The article also mentioned a point that I’ve made before: reducing someone’s costs means reducing someone else’s income, and that will be resisted. This next bit absolutely infuriated me.

Their most difficult obstacle, however, has been the waywardness not of patients but of doctors–the doctors whom the patients see outside the clinic.

[...] Fernandopulle told me about a woman who had seen a cardiologist for chest pain two decades ago, when she was in her twenties. It was the result of a temporary, inflammatory condition, but he continued to have her see him for an examination and an electrocardiogram every three months, and a cardiac ultrasound every year. The results were always normal. After the clinic doctors advised her to stop, the cardiologist called her at home to say that her health was at risk if she didn’t keep seeing him. She went back.

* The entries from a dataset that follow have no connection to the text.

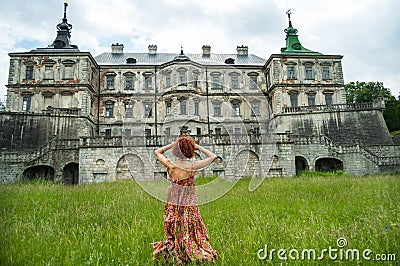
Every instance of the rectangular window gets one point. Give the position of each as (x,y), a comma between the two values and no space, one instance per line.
(29,73)
(168,108)
(128,110)
(127,132)
(309,74)
(217,109)
(253,82)
(216,83)
(182,78)
(195,80)
(268,78)
(325,73)
(108,132)
(235,82)
(109,110)
(148,84)
(236,109)
(293,100)
(311,100)
(68,72)
(129,83)
(291,73)
(110,83)
(148,108)
(48,72)
(183,107)
(255,109)
(168,80)
(328,100)
(26,103)
(196,108)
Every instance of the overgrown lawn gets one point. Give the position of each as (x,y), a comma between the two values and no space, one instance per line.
(43,223)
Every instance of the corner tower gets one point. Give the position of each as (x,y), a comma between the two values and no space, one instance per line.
(301,78)
(55,80)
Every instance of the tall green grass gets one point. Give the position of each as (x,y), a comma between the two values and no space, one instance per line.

The clinic encountered similar troubles with some of the doctors who saw its hospitalized patients. One group of hospital-based internists was excellent, and coordinated its care plans with the clinic. But the others refused, resulting in longer stays and higher costs (and a fee for every visit, while the better group happened to be the only salaried one).

Towards the end, the article claims that this philosophy of genuine patient care and improved efficiency is at the core of Obama’s health plan, and that statement made me sad. Regardless of whether or not it’s true, I was suddenly smacked in the face with the politicization of health care. Labeling something as pro-Obama (or pro-Big Health Care, or whatever) just proves again that we’re never going to get anyone to agree on it.

The fact is, some people would oppose this because their political enemies are in favor of it, regardless of its actual merits. Just putting a label on it like that will automatically turn half the country against it, and that’s a damn tragedy.